Through no direct fault of our own, many of us are missing the kind of experiences with the natural world that would help us care or even think very much about our planet. Each new day presents us with agendas based on an insidious structure built to command productivity that drives consumerism and keeps capitalism expanding. Growth is the objective and wealth for the few is the outcome. The rest of us are merely cogs in a system that demands all of who we are. And, we keep participating because that is all we know and all we can see.
But I’m a disrupter and very much want to say there’s a different way of experiencing life and so much more to see…
Enter the natural world in which we live and move and have our being (to borrow loosely from Acts 17:28)
For ‘In him we live and move and have our being’; as even some of your own poets have said,‘For we, too, are his offspring.’
Science and religion are conversing in new ways and showing us that once undisputed divisions between creation and humanity no longer hold true. But, to be fair, that’s far from new. Ancient Greek philosopher Heraclitus wrote around the 5th century BC,
“From all things One and from One all things.”
We are now beginning to see how this can be so, how all of the universe comes from the same source.
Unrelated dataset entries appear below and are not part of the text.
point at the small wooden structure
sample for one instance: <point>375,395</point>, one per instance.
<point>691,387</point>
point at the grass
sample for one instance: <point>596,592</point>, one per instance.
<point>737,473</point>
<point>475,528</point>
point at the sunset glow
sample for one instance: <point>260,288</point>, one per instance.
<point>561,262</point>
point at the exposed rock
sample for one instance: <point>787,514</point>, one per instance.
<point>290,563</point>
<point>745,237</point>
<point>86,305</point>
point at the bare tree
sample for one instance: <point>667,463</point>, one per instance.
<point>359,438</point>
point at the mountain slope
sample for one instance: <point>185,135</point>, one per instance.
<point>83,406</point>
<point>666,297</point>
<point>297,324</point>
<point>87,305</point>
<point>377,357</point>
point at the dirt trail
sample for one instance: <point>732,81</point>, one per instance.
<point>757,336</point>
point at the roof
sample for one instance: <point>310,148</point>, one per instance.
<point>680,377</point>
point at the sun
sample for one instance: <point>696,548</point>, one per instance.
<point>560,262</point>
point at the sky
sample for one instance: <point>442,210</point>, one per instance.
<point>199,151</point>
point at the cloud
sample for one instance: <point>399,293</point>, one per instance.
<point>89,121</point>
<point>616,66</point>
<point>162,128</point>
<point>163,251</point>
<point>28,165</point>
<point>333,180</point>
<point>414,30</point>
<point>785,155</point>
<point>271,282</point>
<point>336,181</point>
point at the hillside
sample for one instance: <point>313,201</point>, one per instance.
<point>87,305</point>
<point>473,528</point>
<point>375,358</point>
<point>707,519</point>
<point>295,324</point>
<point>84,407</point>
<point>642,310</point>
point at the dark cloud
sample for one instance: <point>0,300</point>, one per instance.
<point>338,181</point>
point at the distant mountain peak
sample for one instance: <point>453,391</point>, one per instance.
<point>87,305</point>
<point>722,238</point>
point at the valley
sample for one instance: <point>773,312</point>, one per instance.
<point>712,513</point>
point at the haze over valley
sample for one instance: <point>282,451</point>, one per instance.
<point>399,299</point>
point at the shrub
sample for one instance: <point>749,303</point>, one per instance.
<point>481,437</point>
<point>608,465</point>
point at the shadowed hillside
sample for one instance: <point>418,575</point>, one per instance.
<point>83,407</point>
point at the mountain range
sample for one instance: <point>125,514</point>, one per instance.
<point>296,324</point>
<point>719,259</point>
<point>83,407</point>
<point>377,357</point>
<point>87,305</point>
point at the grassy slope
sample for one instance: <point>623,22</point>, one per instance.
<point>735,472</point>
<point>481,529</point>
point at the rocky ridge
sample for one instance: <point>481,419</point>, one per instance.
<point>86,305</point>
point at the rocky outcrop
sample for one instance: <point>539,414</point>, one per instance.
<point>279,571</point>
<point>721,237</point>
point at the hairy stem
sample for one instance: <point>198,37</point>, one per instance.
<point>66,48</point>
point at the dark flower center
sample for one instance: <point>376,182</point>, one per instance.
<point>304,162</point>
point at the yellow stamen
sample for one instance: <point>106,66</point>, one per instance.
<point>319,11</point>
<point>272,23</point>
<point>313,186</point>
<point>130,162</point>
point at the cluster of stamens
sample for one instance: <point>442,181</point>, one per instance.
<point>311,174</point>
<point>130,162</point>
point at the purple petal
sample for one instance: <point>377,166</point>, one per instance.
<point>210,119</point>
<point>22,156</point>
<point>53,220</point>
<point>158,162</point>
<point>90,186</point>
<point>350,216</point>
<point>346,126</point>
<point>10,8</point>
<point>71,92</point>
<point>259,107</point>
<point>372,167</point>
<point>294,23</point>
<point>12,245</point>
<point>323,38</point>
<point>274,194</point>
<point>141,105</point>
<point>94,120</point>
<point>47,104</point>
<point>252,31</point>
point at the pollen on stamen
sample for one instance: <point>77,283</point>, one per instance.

Humans share the same carbon based identity as the rest of earth’s community which makes the more-than-human-world as much our kin as our human family.
Very long ago, in geographically diverse regions, we lived in this knowing, but we’ve forgotten how to connect.
As an eco-chaplain, I want to introduce you to this earth community, to it’s yearning to know you as much as you might discover a yearning to know it. We’re at an inflection point. We can see how the old narratives are already failing and have a perfect opportunity to write a new story of what it means to be prosperous and successful on this earth if we dare to try.
To begin, we’ll focus on the earth, the ground where we live. I’ll introduce ecosystems and bioregions to foster connections and build the kind of relationships that can sustain us as kin through troubling times and into the future. And, along the way, gently nudging us to re-member ourselves to a way of being that keeps us living in “right relationship” with one another, the more-than-human world included.
Using a place-based lens, I’ll work from the location where I live to introduce physical attributes and spiritual concepts that I trust will transfer broadly to where you live as well. After all, there are no true boundaries between us, only earth and sky that connect.
Ecologically speaking, any place we find ourselves includes the history, ecology and living beings of the land.
So these are the concepts where we will begin.